An American in Israel at War - an interview with BINA MITF Participant
בינה בפייסבוק בינה באינסטגרם צרו קשר עם בינה במייל

An American in Israel at War – an interview with BINA MITF Participant

An American in Israel at War – An Interview with BINA MITF Program Participant Jeremy Brian Randall

MY: Hi Jeremy, could you tell us a bit about yourself and how you ended up here in Israel with MITF?

JR: Hi and sure. I’m glad to still be here in Israel, with everything that is going on. I’m from the USA, from Georgia, and I lived in Augusta before moving here for the year to experience Israel in BINA’s MITF (MASA ISrael Teaching Fellows) program. I arrived at the end of August. 

I decided to come to Israel for very personal reasons. I grew up in a family with a mix of religious practices –  Christian, Catholic and Jewish. I’m 30 years old now and about 5 or 6 years ago my aunt shared with me some of the family genealogy and research she had been working on. As I learned more about the Jewish parts of my family I became curious and wanted to explore more. I started going to synagogue and at one point a Rabbi I knew suggested that I might find it a worthwhile experience to spend time in Israel and immerse myself in the culture and in vibrant Jewish life. Right after that conversation I saw something on Facebook about MITF and here I am. 

MY: Coming to Israel and particularly to participate in MITF, what were some of your plans and expectations for the year?

JR: In general I wanted to see what it feels like to be part of a community that is so Jewishly alive. I wanted more international experience – I had traveled in Asia and Europe and I wanted to be abroad and feel a bit more settled in a place, able to make an impact. BINA’s MITF program bases us in Tel Aviv for 5 months and in Beit Shean for 5 months so I felt that I’d have the chance to get to know two cities and do meaningful work teaching English in elementary schools. 

MY: How has the past month been for you? Did you consider returning to the States?

JR: I don’t want to leave. After the horrible things that happened on Oct 7th my reaction was that I just got here and I’m here for a reason. I want to see that through. Before I arrived in Israel I had been traveling a lot. I have been a tourist and seen so much. I’m ready now to stay and fulfill my mission here. That doesn’t mean it has been easy. I’m dealing with a lot of steady stress and anxiety. But I’m reaching out and finding support and help. We’re all of us pushing things aside and doing our work and I’m trying to process it as I go. My family and friends are worried and ask sometimes if I want to come home but so far they are supportive of my decision to stay.

MY: How has work been for you since you arrived and in the last month?

JR: Most of all, I feel like I’m making a real impact here. I’m teaching English at Keshet Elementary School in south Tel Aviv. Many of the students in the school are from families who are asylum seekers here in Israel. My students come from so many different cultures and religions. 

I’m teaching students in 4th, 5th and 6th grades. We’re working on English and I’m learning bits of the languages they speak.

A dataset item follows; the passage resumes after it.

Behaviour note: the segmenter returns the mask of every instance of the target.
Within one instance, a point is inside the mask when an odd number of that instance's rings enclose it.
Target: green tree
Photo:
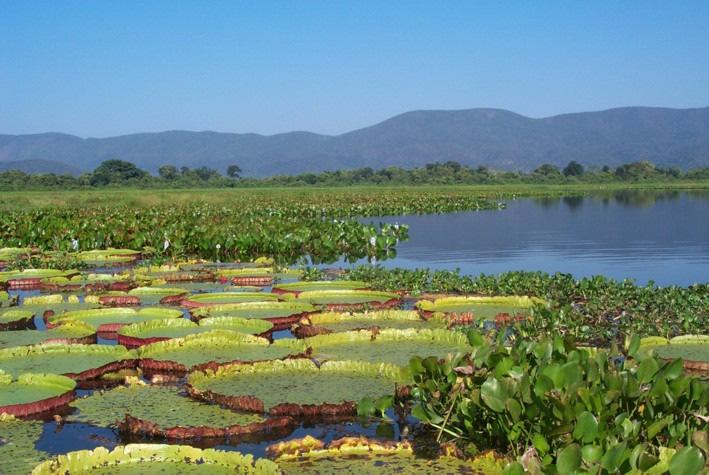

We are doing a mix of zoom and in-person, because the school has to be careful not to have more students on premises than they have space for in their shelters so each day some students and staff are on zoom and others are in person. 

Our school is also physically hosting another school whose building doesn’t have a shelter so we are serving a larger number of students than usual. 

MY: It’s a very unique perspective, getting to be here in Israel during this time. What do you want someone who isn’t in Israel to know?

JR: Being in Israel at all right now is definitely a unique experience and I think teaching in the school and community where I am is an especially unique perspective. Most of my students and their families aren’t originally from Israel. They came from other places and they want this country to thrive. Seeing their support is really moving. I want people to know how diverse Israel is. That there are muslims and Arabs living here in Israel who want Israel to be strong, who want to live in the open and tolerant society they have experienced here.

I’m also glad I’m here because while the news shows the ugly side of what is happening, being here in Israel you also get to see and experience first hand the other side. That even now with so much division, there are moments of beauty and hope and I believe that as humans we really are more beautiful than what we are doing at the moment. We have so much potential and we can do better than what we are doing now. None of it has to be this way and we can create a different reality. 

Marcie Yoselevsky is a member of BINA’s External Relations team. Marcie moved to Israel three years ago. She has found and made her home in Tel Aviv. Marcie grew up in New London, Connecticut, and lived for many years in New York City, working in the Jewish and modern dance communities.